The > character tells scanimage that the scan should be output to a file called “output.tiff”, by default this will in the directory from where the command is run. For example if your command is run from the /home/user/ directory, the output.tiff will be placed there.
With these commands we are almost done with the scanimage part of the project. With this much code, we can manually scan the images every 15 minutes. But in this case it will rewrite the existing image. So what we need to do is to make sure that the filename for each scan is different. In the --batch mode scanimage takes care of this by itself, but since we are not using the batch mode we need to do something about it.
What we basically need is a counter, which should be appended to the final line of the above code.
For example let us have a variable n, we start with n=1, and each time a scan happens this variable should increment by 1. And in the output, we use this variable in the file name.

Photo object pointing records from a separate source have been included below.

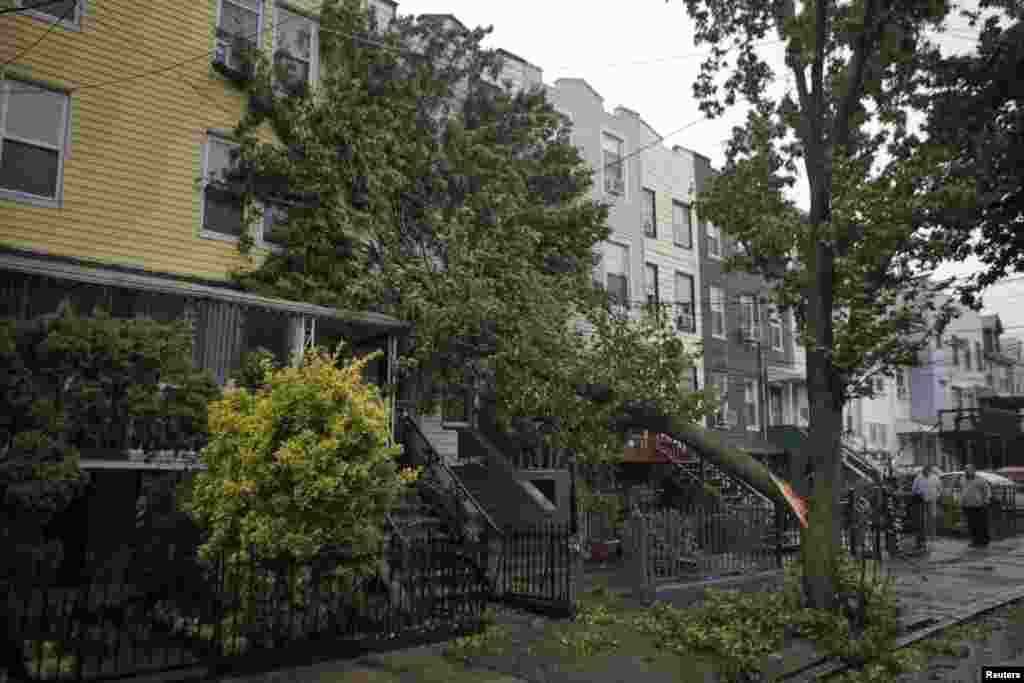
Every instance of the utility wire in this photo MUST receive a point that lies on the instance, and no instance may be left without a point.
(25, 8)
(46, 33)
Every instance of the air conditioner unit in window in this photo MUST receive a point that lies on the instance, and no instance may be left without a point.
(614, 184)
(227, 58)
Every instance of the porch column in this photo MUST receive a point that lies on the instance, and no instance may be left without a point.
(296, 338)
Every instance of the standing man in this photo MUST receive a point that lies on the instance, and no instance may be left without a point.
(974, 500)
(927, 486)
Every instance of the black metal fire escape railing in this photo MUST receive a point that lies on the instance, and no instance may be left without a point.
(420, 452)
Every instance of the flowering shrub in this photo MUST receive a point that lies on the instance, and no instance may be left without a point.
(298, 465)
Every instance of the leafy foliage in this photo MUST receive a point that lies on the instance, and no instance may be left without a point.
(743, 629)
(856, 267)
(71, 382)
(298, 465)
(417, 184)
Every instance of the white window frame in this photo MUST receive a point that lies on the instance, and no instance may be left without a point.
(314, 48)
(750, 316)
(689, 223)
(627, 273)
(681, 276)
(70, 24)
(622, 164)
(720, 382)
(716, 231)
(247, 225)
(256, 40)
(751, 388)
(717, 297)
(648, 194)
(651, 269)
(64, 135)
(568, 117)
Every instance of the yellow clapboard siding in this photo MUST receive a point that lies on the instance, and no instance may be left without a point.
(129, 194)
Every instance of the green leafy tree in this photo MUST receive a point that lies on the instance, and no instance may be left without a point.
(855, 267)
(71, 383)
(417, 184)
(298, 465)
(978, 110)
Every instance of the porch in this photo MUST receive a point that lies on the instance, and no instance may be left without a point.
(227, 324)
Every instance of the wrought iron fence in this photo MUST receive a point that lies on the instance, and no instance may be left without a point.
(537, 568)
(704, 543)
(244, 614)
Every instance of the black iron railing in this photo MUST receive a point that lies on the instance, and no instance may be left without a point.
(245, 615)
(537, 568)
(439, 477)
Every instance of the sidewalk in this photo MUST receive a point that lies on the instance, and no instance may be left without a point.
(949, 583)
(954, 580)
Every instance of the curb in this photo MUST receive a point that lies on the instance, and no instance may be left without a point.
(827, 667)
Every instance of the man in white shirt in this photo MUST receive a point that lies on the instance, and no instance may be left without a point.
(926, 488)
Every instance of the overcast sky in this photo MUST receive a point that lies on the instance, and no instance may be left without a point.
(640, 54)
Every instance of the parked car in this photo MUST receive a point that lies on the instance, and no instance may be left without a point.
(953, 481)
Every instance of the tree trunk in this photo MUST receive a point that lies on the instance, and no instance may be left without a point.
(820, 547)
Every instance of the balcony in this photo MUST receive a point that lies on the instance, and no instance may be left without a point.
(973, 422)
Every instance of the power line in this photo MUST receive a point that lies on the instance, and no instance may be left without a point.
(26, 8)
(53, 25)
(252, 37)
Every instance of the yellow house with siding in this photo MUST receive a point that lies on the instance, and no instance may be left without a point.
(115, 116)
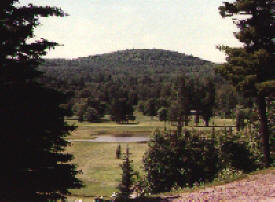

For example, filename = out$n.tiff: n =1 | filename = out1.tiff n = n + 1 n = 2 | filename = out2.tiff n = n + 1 n = 3 and so on… We can have this variable within the script only, but since we are planning to use crontab, each time the script gets called, the variable will be initialized, and it will not do the function we intend it to do. For this we need to store variable outside the script, from where it will be called and will be written into. Some googling and landed on this site, which was very helpful to attain what I wanted to. Author says that he hasn’t found any use for the script, but I have 🙂 As explained in the site above this script is basically a counter, which creates a file nvalue. starting from n=0, values are written in this file, and each time the script is executed, this file with n=n+1 is updated. So what I did is appended the above scanimage code to the ncounter script and the result looks something like this: #!/bin/bash nfilename="./nvalue" n=0 touch$nfilename . $nfilename n=$(expr $n + 1) echo "n=$n" > $nfilename scanimage -x 80 -y 60 --resolution 600dpi --mode Color --format=tiff>out"$n".tiff
What this will attain is that every time this script is run, it will create a separate output file, depending on the value of n. We put these lines of code  in a file and call it time-lapse.sh
Now to run this file we need to make it executable, for this use:
$chmod +x time-lapse.sh and to run the script: $./time-lapse.sh
If  everything is right, you will get a file named out1.tiff as output, running the script again you will have out2.tiff as the output. Thus we have attained what we had wanted. Now everytime the script runs we get a new file, which was desired. With this the scanimage part is done, and now we come to the part where we are scheduling the scans. For this we use the crontab, which is a powerful tool for scheduling jobs. Some good and basic tutorials for crontab can be found here and here.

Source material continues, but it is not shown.